[GIT PULL] simple xattr updates for v6.2

From: Christian Brauner
Date: Tue Dec 13 2022 - 05:48:44 EST


Hey Linus,

(I thought I had sent this one yesterday but I only did my usual --dry-run
routine. So this one is one day late.)

/* Summary */
This ports the simple xattr infrastucture to rely on a simple rbtree protected
by a read-write lock instead of a linked list protected by a spinlock.

A while ago we received reports about scaling issues for filesystems using the
simple xattr infrastructure that also support setting a larger number of
xattrs. Specifically, cgroups and tmpfs.

Both cgroupfs and tmpfs can be mounted by unprivileged users in unprivileged
containers and root in an unprivileged container can set an unrestricted number
of security.* xattrs and privileged users can also set unlimited trusted.*
xattrs. A few more words on further that below. Other xattrs such as user.* are
restricted for kernfs-based instances to a fairly limited number.

As there are apparently users that have a fairly large number of xattrs we
should scale a bit better. Using a simple linked list protected by a spinlock
used for set, get, and list operations doesn't scale well if users use a lot of
xattrs even if it's not a crazy number.

Let's switch to a simple rbtree protected by a rwlock. It scales way better and
gets rid of the perf issues some people reported. We originally had fancier
solutions even using an rcu+seqlock protected rbtree but we had concerns about
being to clever and also that deletion from an rbtree with rcu+seqlock isn't
entirely safe.

The rbtree plus rwlock is perfectly fine. By far the most common operation is
getting an xattr. While setting an xattr is not and should be comparatively
rare. And listxattr() often only happens when copying xattrs between files or
together with the contents to a new file.
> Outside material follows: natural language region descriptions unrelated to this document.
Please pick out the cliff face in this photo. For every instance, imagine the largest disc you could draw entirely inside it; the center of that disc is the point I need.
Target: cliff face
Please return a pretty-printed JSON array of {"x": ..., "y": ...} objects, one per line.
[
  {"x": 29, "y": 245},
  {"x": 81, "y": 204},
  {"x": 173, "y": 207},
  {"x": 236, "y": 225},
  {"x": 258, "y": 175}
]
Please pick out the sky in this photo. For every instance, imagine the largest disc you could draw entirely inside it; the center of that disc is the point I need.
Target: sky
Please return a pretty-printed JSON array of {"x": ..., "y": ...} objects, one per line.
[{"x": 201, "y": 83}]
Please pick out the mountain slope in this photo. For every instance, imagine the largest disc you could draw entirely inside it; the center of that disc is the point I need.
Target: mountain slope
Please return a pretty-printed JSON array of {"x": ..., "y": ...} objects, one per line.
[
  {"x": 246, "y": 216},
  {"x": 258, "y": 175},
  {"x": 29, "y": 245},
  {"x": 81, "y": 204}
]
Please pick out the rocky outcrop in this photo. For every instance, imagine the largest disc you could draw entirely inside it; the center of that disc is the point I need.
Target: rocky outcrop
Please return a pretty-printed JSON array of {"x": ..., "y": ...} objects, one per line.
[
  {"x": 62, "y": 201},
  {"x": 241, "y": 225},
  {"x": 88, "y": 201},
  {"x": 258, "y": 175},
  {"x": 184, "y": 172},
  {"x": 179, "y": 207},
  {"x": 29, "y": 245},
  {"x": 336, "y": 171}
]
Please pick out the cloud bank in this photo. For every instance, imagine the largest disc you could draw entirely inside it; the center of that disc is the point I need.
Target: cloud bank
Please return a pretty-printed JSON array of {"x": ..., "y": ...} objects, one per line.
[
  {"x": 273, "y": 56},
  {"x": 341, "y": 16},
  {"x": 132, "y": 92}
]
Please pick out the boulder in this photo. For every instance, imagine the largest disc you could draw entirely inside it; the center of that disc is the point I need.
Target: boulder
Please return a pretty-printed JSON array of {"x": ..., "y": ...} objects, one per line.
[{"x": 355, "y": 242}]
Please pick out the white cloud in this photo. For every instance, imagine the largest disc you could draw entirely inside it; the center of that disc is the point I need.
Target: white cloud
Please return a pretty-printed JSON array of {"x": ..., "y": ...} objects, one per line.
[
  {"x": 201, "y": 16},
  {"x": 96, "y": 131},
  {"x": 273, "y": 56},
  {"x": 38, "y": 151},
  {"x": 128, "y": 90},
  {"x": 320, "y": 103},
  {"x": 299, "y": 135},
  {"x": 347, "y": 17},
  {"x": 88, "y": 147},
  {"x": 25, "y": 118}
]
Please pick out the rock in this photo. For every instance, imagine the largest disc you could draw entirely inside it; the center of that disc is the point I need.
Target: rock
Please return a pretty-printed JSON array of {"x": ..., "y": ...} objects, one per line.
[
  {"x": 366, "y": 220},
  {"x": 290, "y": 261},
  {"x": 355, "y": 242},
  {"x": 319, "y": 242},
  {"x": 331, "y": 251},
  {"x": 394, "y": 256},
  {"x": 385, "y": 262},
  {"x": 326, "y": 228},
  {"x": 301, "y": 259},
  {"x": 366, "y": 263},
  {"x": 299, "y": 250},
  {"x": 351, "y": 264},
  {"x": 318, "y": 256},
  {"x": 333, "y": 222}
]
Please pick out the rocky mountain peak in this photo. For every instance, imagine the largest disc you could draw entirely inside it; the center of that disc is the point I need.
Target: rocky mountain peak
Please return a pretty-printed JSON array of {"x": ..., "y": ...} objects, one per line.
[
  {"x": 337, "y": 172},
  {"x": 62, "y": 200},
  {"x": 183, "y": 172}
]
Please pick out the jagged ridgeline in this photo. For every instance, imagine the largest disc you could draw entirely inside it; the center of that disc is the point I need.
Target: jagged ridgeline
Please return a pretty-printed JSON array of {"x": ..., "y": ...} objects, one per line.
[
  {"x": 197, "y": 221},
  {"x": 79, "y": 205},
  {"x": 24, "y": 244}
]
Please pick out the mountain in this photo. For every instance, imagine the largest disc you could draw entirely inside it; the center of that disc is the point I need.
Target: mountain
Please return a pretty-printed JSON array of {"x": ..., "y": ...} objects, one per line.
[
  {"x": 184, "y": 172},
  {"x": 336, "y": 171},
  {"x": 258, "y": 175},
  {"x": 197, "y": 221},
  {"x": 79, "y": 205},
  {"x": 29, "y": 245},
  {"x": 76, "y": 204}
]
Holding a lock across listxattr() is unproblematic because it doesn't list the
values of xattrs. It can only be used to list the names of all xattrs set on a
file. And the number of xattr names that can be listed with listxattr() is
limited to XATTR_LIST_MAX aka 65536 bytes. If a larger buffer is passed then
vfs_listxattr() caps it to XATTR_LIST_MAX and if more xattr names are found it
will return -E2BIG. In short, the maximum amount of memory that can be
retrieved via listxattr() is limited and thus listxattr() bounded.

Of course, the API is broken as documented on xattr(7) already. While I have no
idea how the xattr api ended up in this state we should probably try to come up
with something here at some point. An iterator pattern similar to readdir() as
an alternative to listxattr() or something else.

Right now it is extremly strange that users can set millions of xattrs but then
can't use listxattr() to know which xattrs are actually set. And it's really
trivial to do:
for i in {1..1000000}; do setfattr -n security.$i -v $i ./file1; done
And around 5000 xattrs it's impossible to use listxattr() to figure out which
xattrs are actually set. So I have suggested that we try to limit the number of
xattrs for simple xattrs at least. But that's a future patch and I don't
consider it very urgent.

A bonus of this port to rbtree+rwlock is that we shrink the memory consumption
for users of the simple xattr infrastructure.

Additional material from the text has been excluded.